To support efficient complex agentic workloads at scale, Cortex AI integrates a suite of system-level optimizations and techniques, developed by Snowflake AI Research, that improve throughput, reduce latency and reduce costs.

Whether you're running embedding or generative models like Llama 3.3 70B or Mistral Large 2, these optimizations enhance Cortex Agents for planning, SQL generation and conversational reasoning. At the same time, we’re contributing these advances back to the broader community through the open source Arctic Inference system. Our goal is to support enterprise-grade performance both within Snowflake and across the AI ecosystem.

We apply both agent-specific techniques and general-purpose inference improvements:

  • Prefix caching improves efficiency in agent workflows, especially in planning loops and iterative verification stages.

  • SwiftKV improves production throughput by 2x by reusing intermediate transformer states to reduce redundant computation in long-context tasks. (Read more)

  • Speculative decoding delivers 3-4x faster generation using draft-and-verify methods across tasks like SWE-Bench and HumanEval. (Read more)
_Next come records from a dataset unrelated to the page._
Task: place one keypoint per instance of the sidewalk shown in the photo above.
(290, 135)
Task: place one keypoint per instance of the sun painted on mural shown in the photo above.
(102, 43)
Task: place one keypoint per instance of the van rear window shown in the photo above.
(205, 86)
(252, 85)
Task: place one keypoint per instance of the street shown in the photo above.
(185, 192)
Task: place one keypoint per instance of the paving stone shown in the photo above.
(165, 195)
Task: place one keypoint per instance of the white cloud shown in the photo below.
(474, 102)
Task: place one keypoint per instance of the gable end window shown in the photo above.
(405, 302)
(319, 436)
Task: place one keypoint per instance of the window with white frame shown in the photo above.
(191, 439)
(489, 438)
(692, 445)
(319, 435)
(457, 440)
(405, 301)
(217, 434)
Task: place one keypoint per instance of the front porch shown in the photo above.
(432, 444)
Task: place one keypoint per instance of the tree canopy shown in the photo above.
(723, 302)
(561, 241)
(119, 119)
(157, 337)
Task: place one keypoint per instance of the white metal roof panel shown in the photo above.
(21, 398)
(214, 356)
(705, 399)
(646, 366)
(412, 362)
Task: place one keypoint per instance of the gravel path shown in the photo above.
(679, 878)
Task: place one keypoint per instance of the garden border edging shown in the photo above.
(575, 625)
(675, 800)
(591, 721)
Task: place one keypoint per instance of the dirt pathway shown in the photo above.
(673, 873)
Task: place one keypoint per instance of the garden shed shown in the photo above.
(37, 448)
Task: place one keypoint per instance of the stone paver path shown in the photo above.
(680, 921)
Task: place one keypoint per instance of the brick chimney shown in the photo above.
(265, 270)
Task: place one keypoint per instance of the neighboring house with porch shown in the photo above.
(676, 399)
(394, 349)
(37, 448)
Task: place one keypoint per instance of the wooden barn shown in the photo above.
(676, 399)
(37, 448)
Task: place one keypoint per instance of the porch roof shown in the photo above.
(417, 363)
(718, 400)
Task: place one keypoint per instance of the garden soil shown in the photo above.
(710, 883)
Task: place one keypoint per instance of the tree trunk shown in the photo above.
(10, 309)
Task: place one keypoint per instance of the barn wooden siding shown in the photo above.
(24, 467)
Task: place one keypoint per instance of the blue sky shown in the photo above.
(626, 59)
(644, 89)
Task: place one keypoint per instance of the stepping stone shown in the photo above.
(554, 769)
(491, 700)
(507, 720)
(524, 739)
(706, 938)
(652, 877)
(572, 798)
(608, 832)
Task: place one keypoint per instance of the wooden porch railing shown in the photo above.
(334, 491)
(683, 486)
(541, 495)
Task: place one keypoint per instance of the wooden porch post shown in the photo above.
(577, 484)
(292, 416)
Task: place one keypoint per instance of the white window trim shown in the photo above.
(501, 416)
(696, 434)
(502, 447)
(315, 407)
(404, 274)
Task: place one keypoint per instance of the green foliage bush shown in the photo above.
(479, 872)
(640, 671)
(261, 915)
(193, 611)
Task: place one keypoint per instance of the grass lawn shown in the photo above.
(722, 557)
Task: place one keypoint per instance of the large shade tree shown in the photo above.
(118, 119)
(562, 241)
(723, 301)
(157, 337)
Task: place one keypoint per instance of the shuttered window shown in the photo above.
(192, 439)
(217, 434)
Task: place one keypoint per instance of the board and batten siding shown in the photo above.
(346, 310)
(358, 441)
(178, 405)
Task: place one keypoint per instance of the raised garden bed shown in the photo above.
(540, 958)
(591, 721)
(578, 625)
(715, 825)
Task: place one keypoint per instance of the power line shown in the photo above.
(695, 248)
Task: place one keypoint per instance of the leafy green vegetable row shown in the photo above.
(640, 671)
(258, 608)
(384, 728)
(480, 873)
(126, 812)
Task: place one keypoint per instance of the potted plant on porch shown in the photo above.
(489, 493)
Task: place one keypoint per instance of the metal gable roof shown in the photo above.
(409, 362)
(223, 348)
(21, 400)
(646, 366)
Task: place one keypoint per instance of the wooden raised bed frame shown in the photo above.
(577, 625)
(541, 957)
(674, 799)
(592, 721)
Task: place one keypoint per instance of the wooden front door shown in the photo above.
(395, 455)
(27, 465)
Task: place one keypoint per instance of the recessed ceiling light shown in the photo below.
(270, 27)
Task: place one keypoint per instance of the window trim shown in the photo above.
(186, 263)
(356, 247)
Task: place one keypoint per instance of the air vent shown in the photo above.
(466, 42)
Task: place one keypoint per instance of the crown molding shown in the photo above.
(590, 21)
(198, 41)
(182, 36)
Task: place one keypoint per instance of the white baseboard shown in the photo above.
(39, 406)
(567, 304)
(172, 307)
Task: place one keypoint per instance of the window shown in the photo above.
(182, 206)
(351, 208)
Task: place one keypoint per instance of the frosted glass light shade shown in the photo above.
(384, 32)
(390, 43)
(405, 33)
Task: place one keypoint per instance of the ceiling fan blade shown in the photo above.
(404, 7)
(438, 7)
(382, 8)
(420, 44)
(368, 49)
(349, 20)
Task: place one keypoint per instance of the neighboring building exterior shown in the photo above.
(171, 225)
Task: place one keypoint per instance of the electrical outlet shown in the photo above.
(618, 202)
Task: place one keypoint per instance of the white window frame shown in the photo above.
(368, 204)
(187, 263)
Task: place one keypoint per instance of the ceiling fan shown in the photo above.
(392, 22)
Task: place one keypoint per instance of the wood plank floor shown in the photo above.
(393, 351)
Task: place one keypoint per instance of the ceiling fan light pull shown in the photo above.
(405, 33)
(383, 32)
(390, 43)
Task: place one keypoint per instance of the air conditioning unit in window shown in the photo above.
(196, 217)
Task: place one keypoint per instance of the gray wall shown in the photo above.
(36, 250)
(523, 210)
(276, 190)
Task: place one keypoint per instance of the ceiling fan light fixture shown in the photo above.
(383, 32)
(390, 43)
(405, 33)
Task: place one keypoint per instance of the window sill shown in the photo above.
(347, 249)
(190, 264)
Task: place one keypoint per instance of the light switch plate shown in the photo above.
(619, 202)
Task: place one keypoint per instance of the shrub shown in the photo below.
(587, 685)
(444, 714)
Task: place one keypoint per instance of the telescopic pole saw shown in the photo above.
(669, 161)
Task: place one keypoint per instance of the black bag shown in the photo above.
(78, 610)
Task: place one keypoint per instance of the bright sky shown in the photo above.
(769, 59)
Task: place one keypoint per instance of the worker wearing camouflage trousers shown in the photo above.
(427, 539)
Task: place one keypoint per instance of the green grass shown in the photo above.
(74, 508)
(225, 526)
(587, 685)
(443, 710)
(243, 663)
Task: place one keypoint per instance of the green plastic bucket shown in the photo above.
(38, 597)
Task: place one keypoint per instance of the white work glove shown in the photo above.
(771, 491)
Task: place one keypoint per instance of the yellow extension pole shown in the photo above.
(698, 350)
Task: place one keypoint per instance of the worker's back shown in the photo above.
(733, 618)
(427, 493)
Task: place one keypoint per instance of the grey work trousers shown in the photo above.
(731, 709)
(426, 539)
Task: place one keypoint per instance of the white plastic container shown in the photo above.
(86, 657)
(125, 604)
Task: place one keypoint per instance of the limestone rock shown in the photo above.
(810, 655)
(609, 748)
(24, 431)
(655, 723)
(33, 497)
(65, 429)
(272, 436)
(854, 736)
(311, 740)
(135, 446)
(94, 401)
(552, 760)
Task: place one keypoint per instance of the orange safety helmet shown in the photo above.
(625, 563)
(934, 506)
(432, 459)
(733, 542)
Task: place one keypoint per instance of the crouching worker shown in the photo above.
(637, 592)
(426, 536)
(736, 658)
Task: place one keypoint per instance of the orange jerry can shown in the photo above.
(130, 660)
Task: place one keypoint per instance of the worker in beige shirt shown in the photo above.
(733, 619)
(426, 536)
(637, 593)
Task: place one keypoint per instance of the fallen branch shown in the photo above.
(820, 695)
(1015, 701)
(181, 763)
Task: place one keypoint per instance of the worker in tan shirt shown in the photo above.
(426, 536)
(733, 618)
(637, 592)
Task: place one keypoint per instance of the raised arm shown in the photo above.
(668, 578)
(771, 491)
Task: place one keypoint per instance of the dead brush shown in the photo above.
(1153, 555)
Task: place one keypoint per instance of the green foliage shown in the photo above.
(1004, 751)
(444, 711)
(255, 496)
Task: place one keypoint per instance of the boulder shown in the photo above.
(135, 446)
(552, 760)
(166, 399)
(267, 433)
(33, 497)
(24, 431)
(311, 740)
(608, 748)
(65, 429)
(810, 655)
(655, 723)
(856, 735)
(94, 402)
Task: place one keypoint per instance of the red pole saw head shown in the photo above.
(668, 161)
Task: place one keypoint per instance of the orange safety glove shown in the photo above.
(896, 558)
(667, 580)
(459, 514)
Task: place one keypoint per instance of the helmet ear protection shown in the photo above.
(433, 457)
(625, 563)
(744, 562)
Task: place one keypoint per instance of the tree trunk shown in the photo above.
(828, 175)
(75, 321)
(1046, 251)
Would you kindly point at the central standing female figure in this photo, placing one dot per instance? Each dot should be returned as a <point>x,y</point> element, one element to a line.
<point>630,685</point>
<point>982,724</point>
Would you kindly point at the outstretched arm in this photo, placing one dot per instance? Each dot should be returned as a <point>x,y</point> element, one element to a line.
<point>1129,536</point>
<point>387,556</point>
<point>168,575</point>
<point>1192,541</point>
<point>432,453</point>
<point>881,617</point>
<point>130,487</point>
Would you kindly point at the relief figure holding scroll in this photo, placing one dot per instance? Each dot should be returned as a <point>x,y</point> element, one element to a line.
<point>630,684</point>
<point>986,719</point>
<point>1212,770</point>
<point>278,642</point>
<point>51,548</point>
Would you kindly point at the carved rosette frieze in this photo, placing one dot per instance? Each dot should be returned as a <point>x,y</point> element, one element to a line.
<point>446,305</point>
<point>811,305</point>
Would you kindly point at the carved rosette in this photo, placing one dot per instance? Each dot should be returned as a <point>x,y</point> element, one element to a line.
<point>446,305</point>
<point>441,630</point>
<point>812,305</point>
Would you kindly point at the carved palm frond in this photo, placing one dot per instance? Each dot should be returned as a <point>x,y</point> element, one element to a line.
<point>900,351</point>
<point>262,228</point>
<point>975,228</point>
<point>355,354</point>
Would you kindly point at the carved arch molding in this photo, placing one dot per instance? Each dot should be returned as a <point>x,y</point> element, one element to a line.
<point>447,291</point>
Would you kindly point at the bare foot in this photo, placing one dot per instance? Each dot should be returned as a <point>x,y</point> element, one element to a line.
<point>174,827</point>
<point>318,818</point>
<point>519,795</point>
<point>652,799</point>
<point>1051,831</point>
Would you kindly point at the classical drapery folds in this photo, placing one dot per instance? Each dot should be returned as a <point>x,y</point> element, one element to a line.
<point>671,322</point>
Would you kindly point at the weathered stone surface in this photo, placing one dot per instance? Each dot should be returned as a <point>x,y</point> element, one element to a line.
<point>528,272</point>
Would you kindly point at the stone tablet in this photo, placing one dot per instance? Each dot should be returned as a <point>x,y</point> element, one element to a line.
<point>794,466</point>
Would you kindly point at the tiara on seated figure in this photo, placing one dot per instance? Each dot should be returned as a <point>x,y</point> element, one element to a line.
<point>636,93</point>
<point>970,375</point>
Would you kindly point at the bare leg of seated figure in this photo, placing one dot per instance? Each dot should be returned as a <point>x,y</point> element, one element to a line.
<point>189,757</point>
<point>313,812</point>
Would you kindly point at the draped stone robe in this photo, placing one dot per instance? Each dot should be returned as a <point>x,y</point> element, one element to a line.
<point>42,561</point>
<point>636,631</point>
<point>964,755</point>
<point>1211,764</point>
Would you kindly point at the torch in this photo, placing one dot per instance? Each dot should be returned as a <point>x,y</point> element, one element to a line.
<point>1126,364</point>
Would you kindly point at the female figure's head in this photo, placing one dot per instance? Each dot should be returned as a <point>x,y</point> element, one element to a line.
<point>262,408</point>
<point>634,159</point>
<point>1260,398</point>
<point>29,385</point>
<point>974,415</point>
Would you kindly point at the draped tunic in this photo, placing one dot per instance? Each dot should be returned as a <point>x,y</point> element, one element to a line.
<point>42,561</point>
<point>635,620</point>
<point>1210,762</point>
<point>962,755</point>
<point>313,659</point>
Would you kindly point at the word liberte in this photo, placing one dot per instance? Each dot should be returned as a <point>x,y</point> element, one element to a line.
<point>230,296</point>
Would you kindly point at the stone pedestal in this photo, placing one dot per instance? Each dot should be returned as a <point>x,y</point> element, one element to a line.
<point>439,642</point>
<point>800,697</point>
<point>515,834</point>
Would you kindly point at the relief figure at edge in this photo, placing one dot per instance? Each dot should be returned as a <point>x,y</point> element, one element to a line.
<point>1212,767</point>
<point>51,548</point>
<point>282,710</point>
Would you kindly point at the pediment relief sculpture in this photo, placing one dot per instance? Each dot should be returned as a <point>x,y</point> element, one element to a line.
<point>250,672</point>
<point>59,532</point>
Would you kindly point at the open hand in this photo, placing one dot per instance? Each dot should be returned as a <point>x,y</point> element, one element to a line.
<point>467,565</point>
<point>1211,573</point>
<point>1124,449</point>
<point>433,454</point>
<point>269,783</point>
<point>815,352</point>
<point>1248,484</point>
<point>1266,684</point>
These optimizations aren’t theoretical — together, they make Snowflake Intelligence one of the fastest agentic AI systems in production today.

Figure 7: Arctic Inference achieves highest throughput and lowest latency for Llama 3.3 70B across open source inference frameworks.
Figure 7: Arctic Inference achieves highest throughput and lowest latency for Llama 3.3 70B across open source inference frameworks.

Figure 7 shows how Arctic Inference achieves both the highest throughput and the lowest latency when serving Llama 3.3 70B across batch, conversational and agentic requests1 — outperforming other leading open source inference systems on real-world enterprise workloads.  (Read more about the system innovations behind this performance in our latest blog post, Arctic Inference with Shift Parallelism.)

We’re building state of the art, end-to-end agentic systems

Snowflake Intelligence is the result of deep, cross-disciplinary engineering to operate reliably in the face of real-world complexity, diverse data, evolving schemas, ambiguous queries and high expectations for trust. 

We’re excited to keep pushing the frontier of agentic AI and to build with those who share the same goal: systems that are powerful, transparent and production-ready.

Build with us

Much of this infrastructure is open source, including Arctic Inference and TruLens, to be shared with the broader community. Try it out, build with it, and share what you’re working on! Join the Snowflake AI Research community!

Contributors

This blog was supported by editorial contributions from Danmei Xu, Canwen Xu, Puxuan Yu, Youngwon Lee, Ruofan Wu, Shayak Sen, David Kurokawa, Aurick Qiao, Krista Muir, Tom Zayats and Kelvin So. 

We also acknowledge the many colleagues across Snowflake AI Research; the broader AI and engineering teams; and our academic collaborators, who contributed to research, product development and experimentation, that made this work possible.

 

Forward Looking Statements

This article contains forward-looking statements, including about our future product offerings, and are not commitments to deliver any product offerings. Actual results and offerings may differ and are subject to known and unknown risk and uncertainties. See our latest 10-Q for more information.


1 Latency-optimized and throughput-optimized configurations for vLLM, SGLang and TRT-LLM use TP=8 and DP=1 and TP=1 and DP=8, respectively, along with the best available speculative decoding for each framework. These experiments were run on data sets generated using real-world production traces to compute throughput, and a mixture of ShareGPT, HumanEval and SWEBench to measure latency. As a result, these results are representative of performance achievable in real-world deployments. For more details, see the evaluation methodology in the appendix.